Neo4j PageRank algorithm is not working

Hi All,

I am trying to use Pagerank algorithm in order to determine the rough estimate of how important the software data is,

MATCH (s:Software)
WITH collect(s) AS n
CALL apoc.algo.pageRank(n) YIELD node, score
RETURN node.Displayname, score ORDER BY score DESC LIMIT 10

The above image shows the score value is "0.0" for top 10 records and not sure why the rank value is not getting calculated based on data and also I am getting warning message by saying "the query used a deprecated procedure ('apoc.algo.pageRank') is no longer supported.

Please correct me If I am doing anything wrong in the query and kindly share the right documentation to use pagerank algorithm

Is it the right documentation to follow graph algorithm?
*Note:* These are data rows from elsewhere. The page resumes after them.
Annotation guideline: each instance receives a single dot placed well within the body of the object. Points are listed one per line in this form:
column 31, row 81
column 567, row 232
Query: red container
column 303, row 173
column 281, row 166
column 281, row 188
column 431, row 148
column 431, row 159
Note:- I am using neo4j 3.4.1 community version with apoc jar (3.4.0.3)

Thanks,
Ganeshbabu R

The documentation you're referring to is for the Graph Algorithms library so you want to use the procedures from that plugin - they all start with algo. rather than apoc.

In this case it'd be:

CALL algo.pageRank.stream("Subject", null) YIELD nodeId, score
RETURN algo.getNodeById(nodeId), score
ORDER BY score DESC
LIMIT 10
1 Like

I tried executing the below command,

CALL algo.pageRank.stream('Software','installed', {iterations:20, dampingFactor:0.85, concurrency:4}) YIELD node, score
RETURN algo.getNodeById(node), score
ORDER BY score DESC
LIMIT 10

but I am getting the error as

Do I need to use the latest jar or should I need to make any changes in neo4j configuration file?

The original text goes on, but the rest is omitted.